Zur Vermeidung von Compliance- und Äquivalenzproblemen wäre eine Joker- oder Quotenregelung sinnvoll, wie sie in der Rede von ABDA-Hauptgeschäftsführer Seitz versteckt anklang. Danach dürfte die Apotheke z. B. in bis zu 20% der Fälle, in denen Rabattvertragsarzneimittel eigentlich zwingend zur Abgabe anstehen, darauf verzichten, den Patienten auf ein ungewohntes Arzneimittel umzustellen. Eine solche Lockerung würde – ohne dass man von den Rabattverträgen abrücken müsste – die Situation deutlich entspannen.

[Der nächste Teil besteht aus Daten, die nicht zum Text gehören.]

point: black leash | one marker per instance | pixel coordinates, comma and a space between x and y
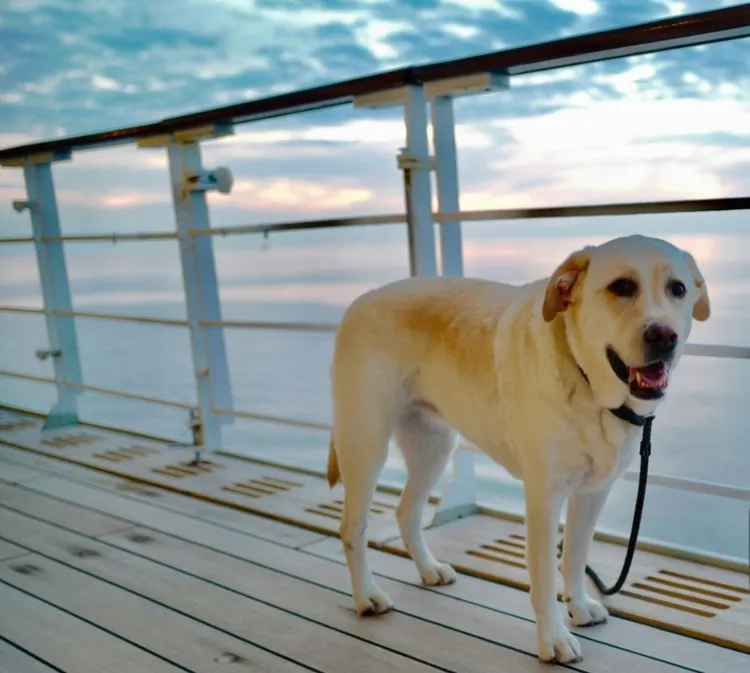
640, 498
625, 413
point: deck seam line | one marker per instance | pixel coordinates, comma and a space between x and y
198, 620
161, 506
302, 550
31, 654
97, 626
217, 585
660, 626
341, 593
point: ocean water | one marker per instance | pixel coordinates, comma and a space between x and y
701, 431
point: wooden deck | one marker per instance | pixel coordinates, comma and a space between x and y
103, 573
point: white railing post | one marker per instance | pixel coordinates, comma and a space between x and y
446, 169
459, 495
415, 162
189, 182
53, 275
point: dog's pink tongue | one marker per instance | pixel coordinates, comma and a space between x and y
653, 376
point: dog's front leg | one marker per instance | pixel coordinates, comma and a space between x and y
543, 505
580, 521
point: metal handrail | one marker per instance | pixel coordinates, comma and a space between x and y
21, 309
674, 32
113, 237
694, 486
677, 483
128, 396
281, 420
694, 349
170, 322
26, 377
551, 212
261, 324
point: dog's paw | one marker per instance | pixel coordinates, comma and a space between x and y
373, 602
559, 646
586, 613
438, 575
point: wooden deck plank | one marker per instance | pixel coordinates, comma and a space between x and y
722, 622
491, 626
223, 479
650, 641
17, 474
8, 551
317, 645
286, 534
13, 660
187, 642
87, 522
67, 642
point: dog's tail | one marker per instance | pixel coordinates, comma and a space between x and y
334, 476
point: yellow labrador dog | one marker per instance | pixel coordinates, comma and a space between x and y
529, 374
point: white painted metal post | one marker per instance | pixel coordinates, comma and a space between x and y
460, 493
53, 275
446, 168
416, 164
189, 183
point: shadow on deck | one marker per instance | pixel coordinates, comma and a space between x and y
122, 567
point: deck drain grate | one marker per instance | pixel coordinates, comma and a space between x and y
335, 510
183, 470
63, 441
687, 593
264, 486
125, 453
509, 550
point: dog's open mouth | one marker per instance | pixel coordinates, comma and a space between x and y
647, 382
654, 376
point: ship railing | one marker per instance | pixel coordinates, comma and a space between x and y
425, 94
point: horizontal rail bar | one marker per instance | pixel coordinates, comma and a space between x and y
598, 210
129, 396
693, 486
112, 238
290, 326
301, 224
27, 377
671, 33
21, 309
123, 318
638, 208
281, 420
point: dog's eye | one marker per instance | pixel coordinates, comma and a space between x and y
623, 287
677, 288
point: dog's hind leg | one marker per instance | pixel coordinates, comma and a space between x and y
426, 443
361, 444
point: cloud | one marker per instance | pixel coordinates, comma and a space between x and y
662, 126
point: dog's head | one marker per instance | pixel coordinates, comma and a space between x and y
628, 307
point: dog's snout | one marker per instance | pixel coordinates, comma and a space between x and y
660, 340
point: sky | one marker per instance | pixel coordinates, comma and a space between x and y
670, 125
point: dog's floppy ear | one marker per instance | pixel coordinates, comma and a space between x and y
558, 295
702, 307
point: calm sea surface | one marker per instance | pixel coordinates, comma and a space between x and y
701, 431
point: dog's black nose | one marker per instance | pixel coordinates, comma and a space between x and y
660, 340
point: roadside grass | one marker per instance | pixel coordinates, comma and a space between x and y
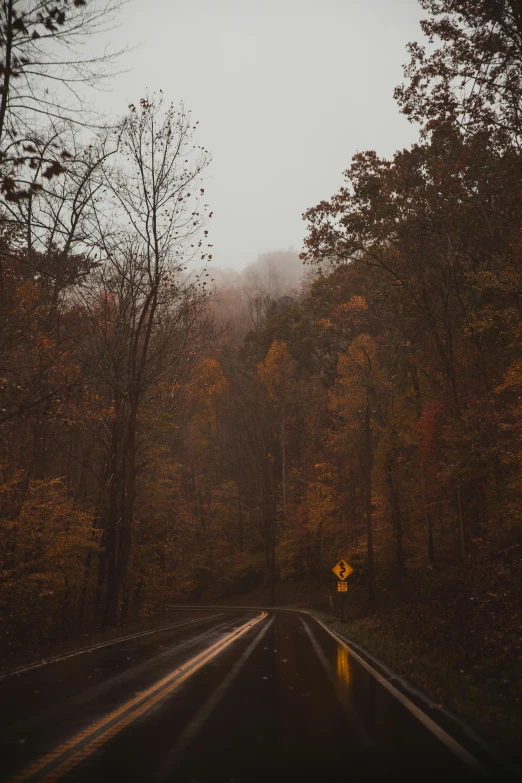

Das gilt auch, wenn es anstelle der Rabattverträge wirklich verbreitet zu Zielpreisvereinbarungen käme, die das Gesetz als Möglichkeit schon vorsieht. Vertragspartner wären dort Kassen und Apothekerverbände. Die Ärzte müssten unter den generischen Namen verordnen, ergänzt durch Stärke und Darreichungsform. Wenn z. B. Arzneimittel mit Preisen zwischen 20 und 30 Euro zur Auswahl stünden, wenn ferner bisher die Kassen in dem Segment durchschnittlich 26 Euro zu bezahlen hätten, könnte die Zielpreisvereinbarung lauten: Wir geben im nächsten Jahr so ab, dass die Kassen im Durchschnitt nur noch 24 Euro zu erstatten haben. Im Einzelfall gibt uns das die Flexibilität, mal ein teureres, mal ein niedrigpreisigeres Arzneimittel abzugeben.